VdSCP41 is secreted by V. dahliae and translocates into plant cells
To suppress plant defense actively or to modulate host physiology to benefit pathogenic fitness, oomycete and fungal pathogens deliver hundreds of effectors through specialized intracellular fungal structures, such as haustoria and infection hyphaea, into the host apoplastic space or directly into plant cells (Lo Presti et al., 2015). Although haustoria have not been observed during infection, V. dahliae develops a penetration peg from a hyphopodium when infecting plant roots (Zhao et al., 2016). During V. dahliae infection, the penetration peg that developed from the hyphopodium further develops a hyphal neck and forms a septin ring that partitions the hyphopodium and invasive hyphae. This septin-organized apparatus functions as a fungus–host interface for the dynamic delivery of secretory proteins, such as SCPs (Zhao et al., 2016Zhou et al., 2017).

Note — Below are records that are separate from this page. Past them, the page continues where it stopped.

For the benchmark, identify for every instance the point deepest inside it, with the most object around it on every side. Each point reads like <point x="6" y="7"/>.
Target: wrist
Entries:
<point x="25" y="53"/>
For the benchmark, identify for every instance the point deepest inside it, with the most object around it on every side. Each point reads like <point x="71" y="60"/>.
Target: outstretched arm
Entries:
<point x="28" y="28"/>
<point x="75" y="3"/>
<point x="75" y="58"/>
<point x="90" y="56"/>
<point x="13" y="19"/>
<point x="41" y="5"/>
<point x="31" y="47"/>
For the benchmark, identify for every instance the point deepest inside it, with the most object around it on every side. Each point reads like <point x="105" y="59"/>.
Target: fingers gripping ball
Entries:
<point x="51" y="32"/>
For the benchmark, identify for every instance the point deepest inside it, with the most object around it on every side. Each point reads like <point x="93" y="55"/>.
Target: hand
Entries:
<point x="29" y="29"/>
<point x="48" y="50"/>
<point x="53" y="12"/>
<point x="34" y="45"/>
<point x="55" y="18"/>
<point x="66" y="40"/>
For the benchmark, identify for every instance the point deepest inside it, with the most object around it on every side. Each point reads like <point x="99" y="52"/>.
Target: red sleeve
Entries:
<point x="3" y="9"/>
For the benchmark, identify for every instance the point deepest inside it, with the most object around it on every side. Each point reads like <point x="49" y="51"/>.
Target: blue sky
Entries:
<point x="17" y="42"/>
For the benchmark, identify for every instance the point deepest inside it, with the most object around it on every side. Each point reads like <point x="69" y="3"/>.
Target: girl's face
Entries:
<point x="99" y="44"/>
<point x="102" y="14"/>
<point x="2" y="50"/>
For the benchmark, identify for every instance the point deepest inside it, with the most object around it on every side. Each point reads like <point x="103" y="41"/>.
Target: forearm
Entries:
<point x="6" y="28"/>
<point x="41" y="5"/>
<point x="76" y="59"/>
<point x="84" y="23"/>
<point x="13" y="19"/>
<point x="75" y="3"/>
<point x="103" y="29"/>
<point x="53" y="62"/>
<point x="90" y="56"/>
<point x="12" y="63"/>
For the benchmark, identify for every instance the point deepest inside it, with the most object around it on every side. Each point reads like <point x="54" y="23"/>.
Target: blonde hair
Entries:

To date, relatively few V. dahliae-secreted effectors have been characterized as functioning inside host cells to modulate host immunity. Here, we provided evidence of the secretion and translocation of VdSCP41, which is secreted by V. dahliae, into plant cells. VdSCP41 contains a signal peptide and localizes to the base of the hyphopodium to form a septin-like ring during infection (Figure 2A), indicating that it is secreted via the septin-organized apparatus at the fungus–host interface. The localization of the VdSCP41 delivered by V. dahliae at the nucleus of onion epidermal cells (Figure 2—figure supplement 1B) suggested the translocation of VdSCP41 into plant cells. A few conserved motifs have been indicated to serve as signals for the uptake of fungal or oomycete effectors into plant cells. For example, a few effectors secreted by cereal powdery mildew and rust pathogens possess a Y/F/WxC motif that serves as a signal for translocation into the plant cell (Godfrey et al., 2010; Spanu et al., 2010). A set of oomycete effectors contain a RXLR-dEER motif that appears to assist in targeting effectors into plant cells (Dou et al., 2008; Whisson et al., 2007). Another set of oomycete effectors possess a FLAK motif for translocation (Schornack et al., 2010). However, VdSCP41 lacks any of the above conserved motifs, and the mechanisms that assist the uptake of VdSCP41 into plant cells remain unclear.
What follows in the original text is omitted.